Although previous studies reported that low BMI can lead to lung dysfunction, and is closely related to the occurrence and development of COPD31,32,33, other investigations confirmed that low BMI is not a causal factor for the development of COPD34,35. In contrary, it suggested that lower BMI and its associated cardiac remodeling may be considered to result from the consequences of increased expenditure of energy, reduced nutritional intake and increased inflammation due to COPD and its complicated pulmonary heart disease34,35. Therefore, we advise that moderately active treatment of COPD may improve the patient’s lung function and prognosis, and prevent progression of the disease into advanced stage with complicating lower BMI and cardiac adverse structural remodeling. Treatments including appropriate nutritional supplementation may help to improve the prognosis of COPD patients. On the other hand, it showed that COPD patients with higher BMI have better lung function and prognosis. It seems that overweight and obesity may partly even protect lung function and prevent the development of COPD, which is called “obesity paradox”36,37. Nevertheless, this inverse relationship between body mass and pulmonary poor prognosis in COPD could be explained by a speculation that a better lung function with its subsequent less energy exhaustion, anorexia and inflammation may contribute to the bigger body mass due to the relatively moderate severity of the lung diseases36,37. On the contrast, previous studies have demonstrated that morbid obesity can increase risk of asthma and obstructive sleep apnea or hypopnea38,39. Our present study also found that the COPD patients with relatively increased BMI have a better lung function, nevertheless, they are with more metabolic cardiovascular disorders and left-sided cardiac adverse hypertrophic remodeling. In addition, the prevalence of E/A reversal was not found to be significantly different among BMI categories in severe COPD patients. The E/A reversal assessment alone may not precisely reflect cardiac LV diastolic dysfunction.

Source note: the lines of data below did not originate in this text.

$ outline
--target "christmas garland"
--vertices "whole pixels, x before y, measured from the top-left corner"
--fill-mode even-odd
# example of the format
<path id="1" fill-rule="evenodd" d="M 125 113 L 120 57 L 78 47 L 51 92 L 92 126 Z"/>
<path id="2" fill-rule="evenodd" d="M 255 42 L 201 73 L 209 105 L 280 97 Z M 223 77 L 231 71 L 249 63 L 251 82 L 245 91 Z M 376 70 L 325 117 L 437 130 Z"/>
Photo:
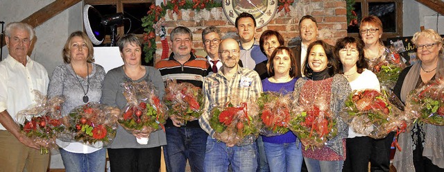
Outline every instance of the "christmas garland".
<path id="1" fill-rule="evenodd" d="M 292 6 L 294 0 L 279 0 L 278 10 L 281 11 L 284 9 L 285 12 L 289 12 L 290 11 L 289 6 Z M 166 6 L 164 5 L 165 3 L 166 4 Z M 210 10 L 212 8 L 218 7 L 222 7 L 222 3 L 214 2 L 213 0 L 171 0 L 169 1 L 164 1 L 164 3 L 162 3 L 160 6 L 151 5 L 146 12 L 146 15 L 142 18 L 142 26 L 144 28 L 144 31 L 145 32 L 144 33 L 143 42 L 145 62 L 149 62 L 153 60 L 157 48 L 155 43 L 156 35 L 158 36 L 161 36 L 161 35 L 158 34 L 160 32 L 156 31 L 153 26 L 157 24 L 157 22 L 165 16 L 167 10 L 172 10 L 173 13 L 180 14 L 180 10 L 179 10 L 182 9 L 193 9 L 199 11 L 203 9 Z"/>

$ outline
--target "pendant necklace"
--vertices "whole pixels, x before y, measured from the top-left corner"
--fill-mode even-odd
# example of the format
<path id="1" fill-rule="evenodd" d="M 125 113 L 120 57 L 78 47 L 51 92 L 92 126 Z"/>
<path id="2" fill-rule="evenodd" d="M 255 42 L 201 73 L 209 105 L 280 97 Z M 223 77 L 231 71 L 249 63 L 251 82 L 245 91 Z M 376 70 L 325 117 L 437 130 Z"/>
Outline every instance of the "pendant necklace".
<path id="1" fill-rule="evenodd" d="M 88 92 L 89 91 L 89 75 L 88 74 L 88 71 L 89 71 L 88 63 L 87 62 L 86 63 L 86 76 L 87 76 L 87 82 L 86 92 L 85 92 L 85 88 L 83 88 L 83 85 L 82 85 L 82 83 L 80 83 L 80 80 L 78 78 L 78 76 L 77 76 L 77 74 L 76 74 L 76 71 L 74 71 L 74 68 L 72 67 L 72 64 L 71 64 L 71 68 L 72 68 L 72 71 L 74 71 L 74 76 L 76 76 L 76 78 L 77 78 L 77 80 L 78 81 L 78 83 L 80 85 L 80 87 L 82 87 L 82 90 L 83 90 L 83 93 L 85 94 L 85 95 L 83 96 L 83 102 L 85 103 L 88 103 L 88 101 L 89 101 L 89 98 L 88 97 L 88 96 L 86 95 L 87 94 L 88 94 Z"/>
<path id="2" fill-rule="evenodd" d="M 356 73 L 357 73 L 357 72 L 355 72 L 355 73 L 353 73 L 353 74 L 350 74 L 350 75 L 346 75 L 346 74 L 345 74 L 345 73 L 344 73 L 343 75 L 344 76 L 345 76 L 345 78 L 350 78 L 350 76 L 353 76 L 353 75 L 356 74 Z"/>

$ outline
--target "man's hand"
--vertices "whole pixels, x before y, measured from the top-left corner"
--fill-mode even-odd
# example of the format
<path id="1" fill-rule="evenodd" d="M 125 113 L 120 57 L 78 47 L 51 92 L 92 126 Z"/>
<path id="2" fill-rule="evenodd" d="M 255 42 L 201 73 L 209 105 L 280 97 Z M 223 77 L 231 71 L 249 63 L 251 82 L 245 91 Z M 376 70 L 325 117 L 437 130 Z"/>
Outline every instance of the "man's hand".
<path id="1" fill-rule="evenodd" d="M 133 135 L 137 139 L 148 138 L 150 137 L 151 131 L 148 130 L 148 127 L 144 126 L 142 130 L 135 130 L 133 132 Z"/>
<path id="2" fill-rule="evenodd" d="M 0 112 L 0 123 L 1 123 L 9 132 L 14 135 L 19 141 L 25 146 L 38 150 L 40 149 L 40 146 L 35 144 L 33 139 L 22 134 L 19 126 L 15 123 L 15 121 L 14 121 L 14 119 L 12 119 L 8 111 L 3 110 Z"/>
<path id="3" fill-rule="evenodd" d="M 25 146 L 32 148 L 35 148 L 37 150 L 40 150 L 40 146 L 44 146 L 44 147 L 46 147 L 47 146 L 45 144 L 43 144 L 41 141 L 37 141 L 39 144 L 37 144 L 35 141 L 34 141 L 33 139 L 31 139 L 29 137 L 27 137 L 24 135 L 22 135 L 19 138 L 19 141 L 22 143 L 23 144 L 24 144 Z"/>
<path id="4" fill-rule="evenodd" d="M 169 117 L 169 119 L 171 119 L 171 121 L 173 121 L 173 125 L 174 125 L 176 127 L 181 127 L 183 125 L 183 123 L 180 121 L 182 121 L 180 117 L 176 115 L 171 115 L 171 117 Z"/>

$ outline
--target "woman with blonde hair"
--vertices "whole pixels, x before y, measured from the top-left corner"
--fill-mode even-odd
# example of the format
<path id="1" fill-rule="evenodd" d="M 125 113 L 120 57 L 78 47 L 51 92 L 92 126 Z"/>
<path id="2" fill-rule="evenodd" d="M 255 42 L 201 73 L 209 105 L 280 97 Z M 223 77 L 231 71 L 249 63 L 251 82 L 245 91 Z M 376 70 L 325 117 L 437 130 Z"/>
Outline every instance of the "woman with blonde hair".
<path id="1" fill-rule="evenodd" d="M 401 71 L 394 92 L 402 102 L 413 89 L 441 75 L 444 68 L 443 38 L 432 29 L 417 32 L 411 42 L 420 61 Z M 402 148 L 397 151 L 393 165 L 397 171 L 444 171 L 444 127 L 416 123 L 400 135 Z"/>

The present study has some limitations. It was a cross-sectional investigation. Data were collected retrospectively. The effects of unavoidable confounding factors need to be considered. In this study, the health assessment scale was not used to estimate the nutritional status in the subjects. It is still unclear whether malnutrition involves the association of low body weight with the cardiac remodeling in the COPD patients. Therefore, the observed findings in this study would be needed to reconfirm by future prospective studies. This study was conducted in elderly patients with COPD. The results should be carefully extrapolated to other populations.

Conclusion

The present study found that low BMI, decreased LV mass and LA diameter, and increased RV diameter existed more often in elderly COPD patients with severe lung dysfunction. Low BMI was not only independently related to RV dilation and lung functional impairment, but also it was associated with decreased LV mass in elderly Asian population with severe COPD.